Sie ist ein sehr liebliches, geistreiches und graziöses Kind, eine meiner Verwandten, die man mir aus der Provinz geschickt hat, damit sie bei mir bleiben und leicht einen Mann finden solle. Wir werden ihr suchen helfen. Sie ist erst seit vierzehn Tagen hier, und so lange lehrt ich sie das Hebräische.
– Erröthen Sie nicht bei diesen Complimenten, mein schönes Fräulein, bedenken Sie, daß ich rede, und beeinträchtigen Sie mir meine Gedanken nicht.

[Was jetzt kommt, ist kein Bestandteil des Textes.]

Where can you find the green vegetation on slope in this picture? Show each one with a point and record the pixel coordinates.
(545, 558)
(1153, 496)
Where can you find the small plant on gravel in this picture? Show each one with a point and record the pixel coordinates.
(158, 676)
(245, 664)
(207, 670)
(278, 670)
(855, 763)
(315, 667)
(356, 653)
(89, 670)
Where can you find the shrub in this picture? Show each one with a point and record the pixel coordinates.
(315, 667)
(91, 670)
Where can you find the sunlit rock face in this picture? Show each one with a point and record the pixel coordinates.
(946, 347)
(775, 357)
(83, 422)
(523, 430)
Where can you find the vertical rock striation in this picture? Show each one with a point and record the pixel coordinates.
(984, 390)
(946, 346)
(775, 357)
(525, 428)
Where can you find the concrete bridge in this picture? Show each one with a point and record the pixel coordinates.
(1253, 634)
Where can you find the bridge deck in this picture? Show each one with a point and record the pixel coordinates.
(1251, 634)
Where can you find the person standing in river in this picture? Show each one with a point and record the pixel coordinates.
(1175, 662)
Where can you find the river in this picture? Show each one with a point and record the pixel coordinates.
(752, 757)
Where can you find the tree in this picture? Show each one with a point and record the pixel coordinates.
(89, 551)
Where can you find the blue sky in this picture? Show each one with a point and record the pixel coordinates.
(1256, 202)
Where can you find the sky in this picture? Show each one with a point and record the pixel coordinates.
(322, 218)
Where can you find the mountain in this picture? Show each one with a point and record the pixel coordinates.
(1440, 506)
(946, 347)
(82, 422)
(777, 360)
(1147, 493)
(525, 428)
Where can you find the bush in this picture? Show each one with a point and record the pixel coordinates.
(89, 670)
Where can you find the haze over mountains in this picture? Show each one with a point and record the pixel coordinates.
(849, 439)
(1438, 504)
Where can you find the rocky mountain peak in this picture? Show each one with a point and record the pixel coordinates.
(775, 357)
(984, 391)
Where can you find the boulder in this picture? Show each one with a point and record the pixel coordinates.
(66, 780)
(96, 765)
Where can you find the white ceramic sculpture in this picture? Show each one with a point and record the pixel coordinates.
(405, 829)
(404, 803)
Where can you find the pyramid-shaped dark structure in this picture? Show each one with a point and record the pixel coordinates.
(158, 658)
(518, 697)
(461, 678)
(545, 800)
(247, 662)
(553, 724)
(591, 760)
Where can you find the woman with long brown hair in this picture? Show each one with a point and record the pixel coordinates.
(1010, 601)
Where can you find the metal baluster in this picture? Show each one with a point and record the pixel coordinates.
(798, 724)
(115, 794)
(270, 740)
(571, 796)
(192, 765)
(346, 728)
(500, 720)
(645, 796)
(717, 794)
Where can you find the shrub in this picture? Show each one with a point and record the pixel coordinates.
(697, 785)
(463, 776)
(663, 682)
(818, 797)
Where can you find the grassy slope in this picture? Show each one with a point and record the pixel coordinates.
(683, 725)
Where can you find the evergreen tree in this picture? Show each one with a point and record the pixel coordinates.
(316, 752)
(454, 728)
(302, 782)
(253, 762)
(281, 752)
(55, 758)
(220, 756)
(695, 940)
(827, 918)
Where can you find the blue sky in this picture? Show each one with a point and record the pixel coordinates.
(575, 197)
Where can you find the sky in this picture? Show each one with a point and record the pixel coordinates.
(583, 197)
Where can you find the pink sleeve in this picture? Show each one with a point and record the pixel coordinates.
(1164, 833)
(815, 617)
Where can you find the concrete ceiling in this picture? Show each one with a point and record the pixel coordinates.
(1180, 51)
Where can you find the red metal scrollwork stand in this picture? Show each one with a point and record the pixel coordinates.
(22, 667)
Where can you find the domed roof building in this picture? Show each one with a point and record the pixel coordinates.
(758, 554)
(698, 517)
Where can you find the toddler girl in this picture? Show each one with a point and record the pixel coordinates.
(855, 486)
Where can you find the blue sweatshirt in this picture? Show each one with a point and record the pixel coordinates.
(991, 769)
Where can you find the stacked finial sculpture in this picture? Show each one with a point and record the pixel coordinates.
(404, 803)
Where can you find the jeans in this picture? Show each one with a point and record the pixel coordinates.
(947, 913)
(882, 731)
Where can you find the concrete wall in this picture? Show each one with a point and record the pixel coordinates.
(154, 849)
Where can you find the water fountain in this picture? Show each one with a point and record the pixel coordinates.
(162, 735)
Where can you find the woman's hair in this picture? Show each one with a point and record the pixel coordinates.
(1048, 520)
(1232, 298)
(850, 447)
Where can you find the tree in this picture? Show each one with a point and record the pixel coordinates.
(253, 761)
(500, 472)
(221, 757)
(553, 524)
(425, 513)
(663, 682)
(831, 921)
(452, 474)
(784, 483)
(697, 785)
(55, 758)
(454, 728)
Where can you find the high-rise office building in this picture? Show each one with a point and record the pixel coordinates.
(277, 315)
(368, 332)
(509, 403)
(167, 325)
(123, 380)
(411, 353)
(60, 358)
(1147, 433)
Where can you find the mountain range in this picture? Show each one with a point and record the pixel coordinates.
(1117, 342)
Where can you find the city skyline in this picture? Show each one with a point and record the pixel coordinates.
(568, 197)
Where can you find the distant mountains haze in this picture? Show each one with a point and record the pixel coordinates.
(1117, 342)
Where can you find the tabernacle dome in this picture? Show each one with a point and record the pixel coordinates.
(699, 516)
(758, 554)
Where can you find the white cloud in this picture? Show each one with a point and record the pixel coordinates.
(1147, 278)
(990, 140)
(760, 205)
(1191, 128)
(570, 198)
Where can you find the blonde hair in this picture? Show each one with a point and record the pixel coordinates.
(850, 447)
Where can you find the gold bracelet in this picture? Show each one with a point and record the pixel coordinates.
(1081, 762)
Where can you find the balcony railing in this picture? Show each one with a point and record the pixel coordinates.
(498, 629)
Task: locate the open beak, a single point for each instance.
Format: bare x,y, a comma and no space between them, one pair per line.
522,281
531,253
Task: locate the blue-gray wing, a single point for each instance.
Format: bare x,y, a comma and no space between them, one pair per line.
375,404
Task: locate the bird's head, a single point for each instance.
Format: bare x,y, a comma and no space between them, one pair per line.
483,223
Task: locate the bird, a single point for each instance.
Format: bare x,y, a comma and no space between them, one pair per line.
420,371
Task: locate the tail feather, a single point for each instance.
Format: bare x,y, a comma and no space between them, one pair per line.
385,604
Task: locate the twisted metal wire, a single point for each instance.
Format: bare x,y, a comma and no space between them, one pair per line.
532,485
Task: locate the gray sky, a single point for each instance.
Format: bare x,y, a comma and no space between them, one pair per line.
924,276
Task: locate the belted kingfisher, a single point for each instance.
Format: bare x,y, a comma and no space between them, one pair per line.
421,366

– Ich erröthe nicht, Madame, vorausgesetzt, daß man sich nicht zu schämen braucht, wenn man keine andere Mitgift besitzt als die Eigenschaften, die Sie so freundlich waren anzudeuten. Was den Mann anbetrifft, so wird er sich schon finden, wenn es Gott, und vorzüglich wenn es mir gefällt. Da ich einmal zu dem Leser rede, erlaube ich mir hinzuzufügen, daß ich ihm oft Dinge sagen werde, die mir die Frau Marquise nicht dictiren wird; ich werde ein wenig ihre Memoiren nebenbei schreiben; es entgehen ihr viel kleine Ereignisse, und sie selbst ist mit ihrer Blindheit ein so bemerkenswerthes Ereigniß! Sie verdient, daß man in Bezug auf sie dasselbe thut, was sie für andere thut.
Ich unterbreche mich, denn Madame spricht:
– Sind Sie hier, mein Kind?
– Ja, Madame!
– Dann fahren Sie fort, und spielen Sie nicht mehr mit Toutou. (Ich werde Ihnen sagen wer Toutou ist.)